Ti sei mai chiesto se la scienza potrebbe un giorno porre fine alle epidemie annuali di influenza che colpiscono milioni di persone in tutto il mondo? Un gruppo di ricercatori australiani sembra essere sul punto di trasformare questa idea in realtà grazie a un’innovazione tecnologica importante. Scopri come lo strumento di editing genetico Crispr potrebbe ridefinire la nostra lotta contro questo virus tenace.

Le 3 informazioni da non perdere

  • I ricercatori utilizzano **Crispr** per mirare all’**RNA virale** dell’influenza, riducendo così la sua moltiplicazione.
  • La tecnologia prevede uno **spray nasale** o un’iniezione con nanoparticelle lipidiche per consegnare gli enzimi Cas13 e Cas9.
  • Cas9 viene utilizzato per modificare i **geni umani** al fine di ridurre la vulnerabilità delle cellule al virus.

Utilizzo di Crispr nella lotta contro l’influenza

Ricercatori del Peter Doherty Institute for Infection and Immunity, sotto la direzione di Wei Zhao, esplorano l’uso di Crispr, una tecnologia di editing genetico. Sebbene tradizionalmente applicata a malattie rare, qui viene impiegata per **mirare all’RNA** del virus dell’influenza. L’accento è posto sugli enzimi Cas13 e Cas9, che hanno dimostrato la loro capacità di **ridurre la moltiplicazione** del virus e limitare l’infiammazione causata dalle cellule infette.

Il ruolo delle nanoparticelle lipidiche

Per trasportare gli enzimi essenziali, il team sviluppa uno **spray nasale** o un’iniezione contenente nanoparticelle lipidiche. Queste trasportano un RNA messaggero che induce le cellule a produrre Cas13, insieme a una guida RNA che dirige Cas13 verso la porzione di RNA virale da tagliare. Sharon Lewin, responsabile del progetto, spiega che questo metodo disturba la capacità del virus di riprodursi, bloccando così l’infezione a livello genetico.
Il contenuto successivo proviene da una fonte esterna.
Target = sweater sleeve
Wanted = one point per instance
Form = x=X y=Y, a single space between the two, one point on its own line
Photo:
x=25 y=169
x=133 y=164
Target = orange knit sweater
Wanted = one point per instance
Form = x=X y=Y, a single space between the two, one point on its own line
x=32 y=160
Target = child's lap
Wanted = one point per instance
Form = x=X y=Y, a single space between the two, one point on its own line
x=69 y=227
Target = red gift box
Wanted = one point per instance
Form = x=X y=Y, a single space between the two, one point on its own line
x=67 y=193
Modifiche genetiche delle cellule umane

Nicholas Heaton, professore all’Università Duke, e il suo team utilizzano Cas9 per **modificare alcuni geni umani**. Un gene in particolare, SLC35A1, è mirato perché produce zuccheri utilizzati dal virus come recettore. L’idea è di ridurre temporaneamente il funzionamento di questo gene per limitare l’accesso del virus alle cellule.
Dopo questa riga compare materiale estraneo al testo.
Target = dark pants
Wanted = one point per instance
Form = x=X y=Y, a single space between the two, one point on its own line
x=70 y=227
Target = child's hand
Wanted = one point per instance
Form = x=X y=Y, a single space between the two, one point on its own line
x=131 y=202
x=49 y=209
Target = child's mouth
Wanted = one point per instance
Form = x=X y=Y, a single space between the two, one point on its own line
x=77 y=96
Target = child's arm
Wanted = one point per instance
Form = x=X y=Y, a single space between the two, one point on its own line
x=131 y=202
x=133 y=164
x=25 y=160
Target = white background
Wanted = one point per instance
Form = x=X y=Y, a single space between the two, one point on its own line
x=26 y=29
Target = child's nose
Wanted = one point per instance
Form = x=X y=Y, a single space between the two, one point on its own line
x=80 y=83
Alternando l’uso di Cas13 e Cas9, i ricercatori sperano di trovare una combinazione efficace per **ridurre la moltiplicazione del virus** minimizzando al contempo i rischi di mutazione virale e di reazione immunitaria indesiderata.

Contesto e implicazioni globali

L’influenza stagionale rappresenta una sfida di salute pubblica importante, con secondo Santé Publique France, tra 3 a 5 milioni di casi gravi e fino a 650.000 decessi annuali nel mondo. L’approccio innovativo dei ricercatori australiani potrebbe potenzialmente trasformare queste statistiche riducendo notevolmente l’impatto dell’influenza. Riuscendo a mirare all’RNA virale e a modificare i geni umani, questo metodo potrebbe offrire una protezione più ampia e duratura contro le numerose varianti del virus.

Dalla sua scoperta, Crispr è stato uno strumento rivoluzionario nel campo della biologia molecolare, permettendo modifiche precise nel genoma. Inizialmente sviluppata per correggere malattie genetiche rare, la tecnologia ha rapidamente trovato applicazioni in altri ambiti di ricerca, comprese le malattie infettive. La possibilità di utilizzare Crispr per combattere l’influenza rappresenta un nuovo passo nella sua evoluzione, aprendo la strada a trattamenti innovativi e potenzialmente più efficaci per le malattie virali.